Can I substitute quinoa for amaranth?

“Both pseudo cereals are gluten free, have a short cooking time, a nutty flavor, and are high in nutrients,” she wrote. Makhija then demonstrates why amaranth is preferable than quinoa. Amaranth has 9 grams of protein per cup, whereas quinoa has 8 grams.

Why was amaranth outlawed?

The Spanish conquistadors prohibited the plant’s growing in the 16th century, thinking that the spiritual link with it would obstruct the spread of Catholicism on the continent.

Is Amaranth flour better than wheat flour?

Low Carbs, High Fiber

However, when compared to 1 cup of wheat flour, amaranth has more fiber—18 grams versus 13. Moreover, amaranth includes more fiber than other gluten-free grains like buckwheat and millet, which each have 17 grams. White flour, on the other hand, has 3.4 grams of fiber.
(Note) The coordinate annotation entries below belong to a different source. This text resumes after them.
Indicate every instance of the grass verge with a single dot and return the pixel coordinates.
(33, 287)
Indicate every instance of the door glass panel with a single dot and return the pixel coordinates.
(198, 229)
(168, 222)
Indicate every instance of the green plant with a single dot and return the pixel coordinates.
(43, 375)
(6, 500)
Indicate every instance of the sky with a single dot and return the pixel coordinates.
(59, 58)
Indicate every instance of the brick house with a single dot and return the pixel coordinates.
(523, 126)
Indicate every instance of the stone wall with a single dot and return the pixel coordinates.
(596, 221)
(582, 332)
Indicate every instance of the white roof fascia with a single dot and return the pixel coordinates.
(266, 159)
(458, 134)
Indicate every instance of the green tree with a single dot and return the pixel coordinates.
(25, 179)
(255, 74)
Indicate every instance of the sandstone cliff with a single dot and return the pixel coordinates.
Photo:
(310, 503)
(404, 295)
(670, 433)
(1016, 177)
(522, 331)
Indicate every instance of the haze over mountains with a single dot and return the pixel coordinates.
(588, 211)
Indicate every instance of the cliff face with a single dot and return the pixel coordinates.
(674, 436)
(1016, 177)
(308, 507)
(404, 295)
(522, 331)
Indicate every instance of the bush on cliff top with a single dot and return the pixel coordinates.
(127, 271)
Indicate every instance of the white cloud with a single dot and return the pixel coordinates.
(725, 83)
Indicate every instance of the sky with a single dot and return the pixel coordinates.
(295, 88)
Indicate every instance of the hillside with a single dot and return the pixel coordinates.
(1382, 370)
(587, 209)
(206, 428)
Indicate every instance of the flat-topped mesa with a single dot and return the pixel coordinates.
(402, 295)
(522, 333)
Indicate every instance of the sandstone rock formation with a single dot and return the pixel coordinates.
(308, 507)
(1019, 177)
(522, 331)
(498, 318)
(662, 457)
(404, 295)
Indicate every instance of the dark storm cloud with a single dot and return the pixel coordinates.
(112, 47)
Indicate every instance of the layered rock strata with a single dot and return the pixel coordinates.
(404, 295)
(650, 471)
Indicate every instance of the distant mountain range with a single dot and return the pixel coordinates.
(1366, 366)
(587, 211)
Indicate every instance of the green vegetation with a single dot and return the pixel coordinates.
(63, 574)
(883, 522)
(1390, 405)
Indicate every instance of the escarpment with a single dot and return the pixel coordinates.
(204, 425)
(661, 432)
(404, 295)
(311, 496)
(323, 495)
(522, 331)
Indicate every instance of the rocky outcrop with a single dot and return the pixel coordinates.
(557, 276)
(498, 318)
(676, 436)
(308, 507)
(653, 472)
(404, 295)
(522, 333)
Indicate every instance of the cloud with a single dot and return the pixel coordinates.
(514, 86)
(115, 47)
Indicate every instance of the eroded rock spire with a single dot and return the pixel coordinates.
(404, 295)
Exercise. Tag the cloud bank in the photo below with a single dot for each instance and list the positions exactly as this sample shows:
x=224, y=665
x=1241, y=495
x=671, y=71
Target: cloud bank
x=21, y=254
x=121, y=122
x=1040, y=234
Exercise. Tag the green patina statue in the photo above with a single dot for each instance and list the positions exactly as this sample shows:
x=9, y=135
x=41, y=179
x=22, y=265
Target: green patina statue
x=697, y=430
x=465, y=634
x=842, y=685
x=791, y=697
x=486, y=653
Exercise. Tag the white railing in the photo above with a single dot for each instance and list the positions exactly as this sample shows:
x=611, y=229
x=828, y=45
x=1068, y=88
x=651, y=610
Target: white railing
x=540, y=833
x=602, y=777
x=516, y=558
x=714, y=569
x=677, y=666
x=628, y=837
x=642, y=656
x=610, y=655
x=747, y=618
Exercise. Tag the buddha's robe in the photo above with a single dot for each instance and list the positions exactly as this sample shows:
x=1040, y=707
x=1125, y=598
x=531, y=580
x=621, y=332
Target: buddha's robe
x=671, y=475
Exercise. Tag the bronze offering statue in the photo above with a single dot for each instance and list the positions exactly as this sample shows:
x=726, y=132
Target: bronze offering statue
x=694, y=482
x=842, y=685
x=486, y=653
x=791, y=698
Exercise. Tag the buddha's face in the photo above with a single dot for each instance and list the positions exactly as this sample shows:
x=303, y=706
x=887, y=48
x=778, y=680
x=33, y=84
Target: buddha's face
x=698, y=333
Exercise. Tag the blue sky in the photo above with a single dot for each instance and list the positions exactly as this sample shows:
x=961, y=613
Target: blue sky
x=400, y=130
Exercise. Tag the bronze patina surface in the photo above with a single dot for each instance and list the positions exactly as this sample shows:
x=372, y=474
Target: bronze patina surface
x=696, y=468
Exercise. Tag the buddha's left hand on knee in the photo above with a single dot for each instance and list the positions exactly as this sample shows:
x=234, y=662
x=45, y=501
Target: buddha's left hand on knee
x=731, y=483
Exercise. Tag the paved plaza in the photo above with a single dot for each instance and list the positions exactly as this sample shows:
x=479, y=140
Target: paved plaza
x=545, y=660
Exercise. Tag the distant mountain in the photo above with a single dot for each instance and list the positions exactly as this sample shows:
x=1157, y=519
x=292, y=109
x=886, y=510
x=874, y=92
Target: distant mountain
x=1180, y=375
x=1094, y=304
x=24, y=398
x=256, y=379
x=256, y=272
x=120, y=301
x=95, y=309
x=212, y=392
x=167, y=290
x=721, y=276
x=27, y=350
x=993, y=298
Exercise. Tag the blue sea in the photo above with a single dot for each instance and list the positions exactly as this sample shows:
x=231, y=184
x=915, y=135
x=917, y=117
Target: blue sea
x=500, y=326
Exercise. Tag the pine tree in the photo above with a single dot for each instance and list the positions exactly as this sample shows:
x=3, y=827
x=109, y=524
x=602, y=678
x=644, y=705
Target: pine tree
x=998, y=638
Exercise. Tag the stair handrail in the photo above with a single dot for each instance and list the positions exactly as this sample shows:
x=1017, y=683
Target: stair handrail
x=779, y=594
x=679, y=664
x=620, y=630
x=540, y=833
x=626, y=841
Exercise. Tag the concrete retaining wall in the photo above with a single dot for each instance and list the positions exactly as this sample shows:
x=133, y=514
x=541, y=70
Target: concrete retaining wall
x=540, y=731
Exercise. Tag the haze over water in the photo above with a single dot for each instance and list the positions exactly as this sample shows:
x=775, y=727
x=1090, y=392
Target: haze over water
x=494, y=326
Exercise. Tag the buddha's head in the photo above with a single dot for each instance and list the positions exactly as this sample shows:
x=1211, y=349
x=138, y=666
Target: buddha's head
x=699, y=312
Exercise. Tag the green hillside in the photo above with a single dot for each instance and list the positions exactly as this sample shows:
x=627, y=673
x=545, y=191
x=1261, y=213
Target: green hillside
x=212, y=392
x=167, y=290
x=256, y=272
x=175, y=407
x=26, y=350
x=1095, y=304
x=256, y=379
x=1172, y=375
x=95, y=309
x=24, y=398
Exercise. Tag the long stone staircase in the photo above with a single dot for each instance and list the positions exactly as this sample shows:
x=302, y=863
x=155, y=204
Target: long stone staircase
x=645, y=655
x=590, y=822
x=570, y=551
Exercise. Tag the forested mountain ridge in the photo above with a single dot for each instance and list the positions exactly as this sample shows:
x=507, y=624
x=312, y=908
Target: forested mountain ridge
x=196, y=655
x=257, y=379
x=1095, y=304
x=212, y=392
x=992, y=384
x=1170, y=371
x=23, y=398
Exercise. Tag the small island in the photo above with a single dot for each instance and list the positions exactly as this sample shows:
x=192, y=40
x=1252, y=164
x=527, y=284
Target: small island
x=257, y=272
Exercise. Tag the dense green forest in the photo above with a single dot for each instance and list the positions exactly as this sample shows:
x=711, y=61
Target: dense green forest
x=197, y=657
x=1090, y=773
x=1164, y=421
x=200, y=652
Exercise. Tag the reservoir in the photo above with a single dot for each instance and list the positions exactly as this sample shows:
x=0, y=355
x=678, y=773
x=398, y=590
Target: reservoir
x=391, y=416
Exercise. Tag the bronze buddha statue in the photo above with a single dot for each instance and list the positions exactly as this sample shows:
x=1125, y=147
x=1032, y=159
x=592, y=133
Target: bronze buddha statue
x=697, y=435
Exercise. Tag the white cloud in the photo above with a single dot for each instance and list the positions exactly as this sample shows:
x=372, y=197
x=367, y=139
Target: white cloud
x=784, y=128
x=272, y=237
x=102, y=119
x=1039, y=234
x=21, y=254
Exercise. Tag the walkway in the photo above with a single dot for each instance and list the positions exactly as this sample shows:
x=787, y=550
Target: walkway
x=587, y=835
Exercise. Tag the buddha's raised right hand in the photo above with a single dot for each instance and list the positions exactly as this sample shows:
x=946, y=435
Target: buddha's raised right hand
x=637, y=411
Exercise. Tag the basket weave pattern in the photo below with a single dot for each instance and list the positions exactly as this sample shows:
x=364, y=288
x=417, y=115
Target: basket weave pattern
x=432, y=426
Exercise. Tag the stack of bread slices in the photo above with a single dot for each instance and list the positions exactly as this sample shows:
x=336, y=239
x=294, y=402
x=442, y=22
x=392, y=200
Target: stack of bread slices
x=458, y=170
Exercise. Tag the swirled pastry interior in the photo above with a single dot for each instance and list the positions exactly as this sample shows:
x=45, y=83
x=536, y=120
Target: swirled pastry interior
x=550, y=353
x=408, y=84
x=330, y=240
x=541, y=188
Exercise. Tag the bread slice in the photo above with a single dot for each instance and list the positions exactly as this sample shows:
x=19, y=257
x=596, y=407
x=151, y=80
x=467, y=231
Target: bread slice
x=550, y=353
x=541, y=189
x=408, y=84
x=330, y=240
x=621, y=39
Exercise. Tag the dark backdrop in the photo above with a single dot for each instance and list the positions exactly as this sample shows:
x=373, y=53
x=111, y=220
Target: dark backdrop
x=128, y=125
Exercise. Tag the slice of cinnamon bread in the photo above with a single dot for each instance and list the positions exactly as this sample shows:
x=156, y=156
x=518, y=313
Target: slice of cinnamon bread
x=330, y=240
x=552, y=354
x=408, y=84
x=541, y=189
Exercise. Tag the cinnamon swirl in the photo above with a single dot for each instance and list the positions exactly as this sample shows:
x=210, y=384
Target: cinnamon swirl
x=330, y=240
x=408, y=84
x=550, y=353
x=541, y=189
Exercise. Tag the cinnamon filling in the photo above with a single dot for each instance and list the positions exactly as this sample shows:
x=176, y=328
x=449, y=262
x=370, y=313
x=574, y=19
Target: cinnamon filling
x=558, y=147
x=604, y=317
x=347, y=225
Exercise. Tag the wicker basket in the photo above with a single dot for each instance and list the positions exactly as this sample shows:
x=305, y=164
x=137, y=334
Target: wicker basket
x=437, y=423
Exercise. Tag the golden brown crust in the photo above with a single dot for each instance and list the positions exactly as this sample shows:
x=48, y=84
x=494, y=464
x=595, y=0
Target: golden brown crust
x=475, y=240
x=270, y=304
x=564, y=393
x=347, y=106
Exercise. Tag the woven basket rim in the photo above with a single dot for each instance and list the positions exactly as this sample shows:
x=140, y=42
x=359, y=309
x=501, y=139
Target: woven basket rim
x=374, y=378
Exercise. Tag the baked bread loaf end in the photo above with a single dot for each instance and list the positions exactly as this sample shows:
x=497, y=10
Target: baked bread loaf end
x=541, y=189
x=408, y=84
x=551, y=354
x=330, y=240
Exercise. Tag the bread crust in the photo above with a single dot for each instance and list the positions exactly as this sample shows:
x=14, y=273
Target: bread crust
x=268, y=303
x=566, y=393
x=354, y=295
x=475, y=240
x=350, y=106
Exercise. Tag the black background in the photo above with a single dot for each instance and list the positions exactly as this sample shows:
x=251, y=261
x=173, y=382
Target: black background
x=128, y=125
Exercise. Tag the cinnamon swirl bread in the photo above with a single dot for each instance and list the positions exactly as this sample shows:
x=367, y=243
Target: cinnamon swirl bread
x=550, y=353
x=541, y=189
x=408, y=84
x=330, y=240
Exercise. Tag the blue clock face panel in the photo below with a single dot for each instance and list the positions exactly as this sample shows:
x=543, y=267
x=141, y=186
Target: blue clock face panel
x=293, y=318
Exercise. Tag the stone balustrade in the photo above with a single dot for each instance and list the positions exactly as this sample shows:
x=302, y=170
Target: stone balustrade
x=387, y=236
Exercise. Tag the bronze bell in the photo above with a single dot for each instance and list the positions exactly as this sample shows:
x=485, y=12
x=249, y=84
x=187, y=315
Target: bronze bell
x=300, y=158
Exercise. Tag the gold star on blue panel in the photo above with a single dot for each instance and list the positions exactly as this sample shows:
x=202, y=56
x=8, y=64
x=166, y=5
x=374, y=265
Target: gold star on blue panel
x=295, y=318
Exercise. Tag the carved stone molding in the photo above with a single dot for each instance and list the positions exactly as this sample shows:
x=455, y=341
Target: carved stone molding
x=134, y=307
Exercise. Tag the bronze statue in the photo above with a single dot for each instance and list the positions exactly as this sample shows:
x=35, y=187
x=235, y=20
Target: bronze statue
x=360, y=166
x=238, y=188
Can I make amaranth flour at home?

All you have to do is roast the amaranth seeds, let them cool, and then mix them. Your rajgira flour is complete.

What is amaranth flour called in English?

Rajgira’s English name is Amaranth. Rajgira is derived from the words raj (royal) and gira (grain) – a regal grain! It’s also known as ‘Ramdana,’ which means “God’s own grain.” The title ‘Amaranth’ comes from the Greek phrase ‘Amarantos,’ which means “one who does not wither.”

Can you make your own amaranth flour?

Roast the amaranth seeds for 5-7 minutes over medium heat, stirring periodically. Allow to cool completely before transferring to a mixer jar. Mix until the mixture is smooth. This rajgira flour, also known as amaranth flour, is nutritious.

Who should not eat amaranth flour?

Amaranth may cause diarrhoea and stomach pain in people who are sensitive to lysinuric protein. Furthermore, lysine increases calcium absorption in the body, resulting in free, damage-causing calcium in the body. Avoid consuming too much calcium and lysine at the same time.